Scary crap, but it’s now an unfortunate norm, even among those not looking to monetize their children. Parents worry about how Facebook uses their data, but have they paused to contemplate that they’re breaching their children’s privacy by posting pictures and videos of them?
In 2019, The LaBrants made a vlog titled “Our Family Is Being Harassed.” The couple complained about numerous anonymous pizza orders made in their name. They had to call the police when one such order was delivered to their daughter’s school.
The LaBrants say this is not the first time, and many “weird” things have been dropped off at their porch, like “pictures of random men’s faces.”
The mother added:
“Whenever we’re in our home, we prefer no one comes by. I feel like your house should be like where you feel super safe…those things should be private.”
Ironic for a mom who has no problem using her home as the set for filming. She also has no issue using the real names of her children, posting where they’re going, what they’re doing, and their milestones — basically, the family’s whole life for their millions of followers.
The parents have even created separate Instagram accounts for their three children. Of course, the children are too young to consent, so the parents post pictures and videos for them.
Who’s protecting these kids from being exploited by their parents? What about their safety? Why are people enabling their behavior by watching them?
Controversy
Family vlogging channels are not new to controversy, like the family channel 8 Passengers, which has been clicked more than a billion times since its debut in 2015. It consists of the father, mother, and their six kids.
The parents, especially the mother, are known for their extremely strict parenting style, which she calls “tough love.” They have received backlash for punishing their son by taking away his bed for seven months or making one of her daughters cry by threatening to snip off the head of her favorite stuffed toy with scissors.
Or when the mother insisted on recording and posting talks with her daughter about her first menstrual period. The children have been branded the “6 Prisoners” by those who vehemently disagree with how they parent their kids.
Their sons have admitted on camera that they have been bullied in school and publicly humiliated, leaving them friendless. This is what they admitted while their mom was recording them. Imagine what else they’re hiding.
The couple has lost followers, advertisers, and sponsorships, thanks to the viewers complaining about the show.

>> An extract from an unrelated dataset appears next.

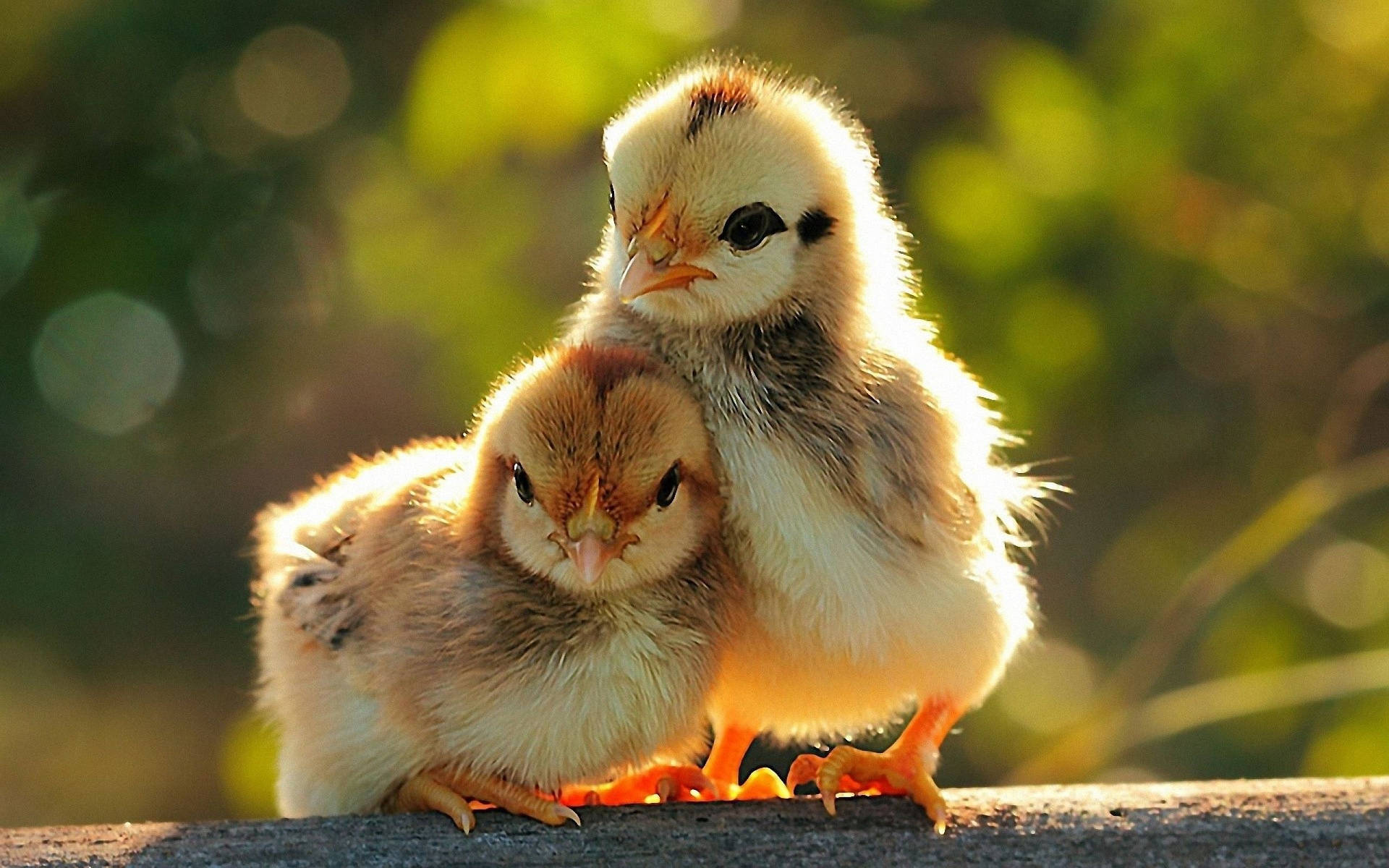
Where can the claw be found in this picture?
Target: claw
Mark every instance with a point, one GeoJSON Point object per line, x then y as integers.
{"type": "Point", "coordinates": [566, 812]}
{"type": "Point", "coordinates": [857, 771]}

At its peak, it was pulling around 200,000 views a day, generating about $1600 a day in ad revenue or $584,000 a year.
Now the viewership has gone down to about 72,000 per day. And as sponsors and viewers vanished, the show plummeted from as high as $11 per thousand viewers to below a dollar.
And this brings me to the importance of viewers like you and me.
What you can do
Family vlogging is a business. Like any business, it needs a product that sells. Little children sell, and so do conflict and controversy. What it needs the most are buyers, though, to make any profit.
Buyers like advertisers, sponsorships, and viewers. As a viewer, you can start by unsubscribing to family channels that use their children to monetize their channels.
You can also start advocating for these children by writing or talking about it on social media channels like mom.unchartered, or you can educate your friends or family about the reality of family vlogging channels.
These children will one day become adults and start a movement condemning their parents for exploiting them. They’re also going to need a lot of therapy, like Lou admitted. And we’re going to have regrets for not acting sooner.
It’s going to happen.
Sign this petition. Protect the children.
P.S. A new legislation has been proposed to protect child actors in social media. It’s not a law yet, but definitely a good start.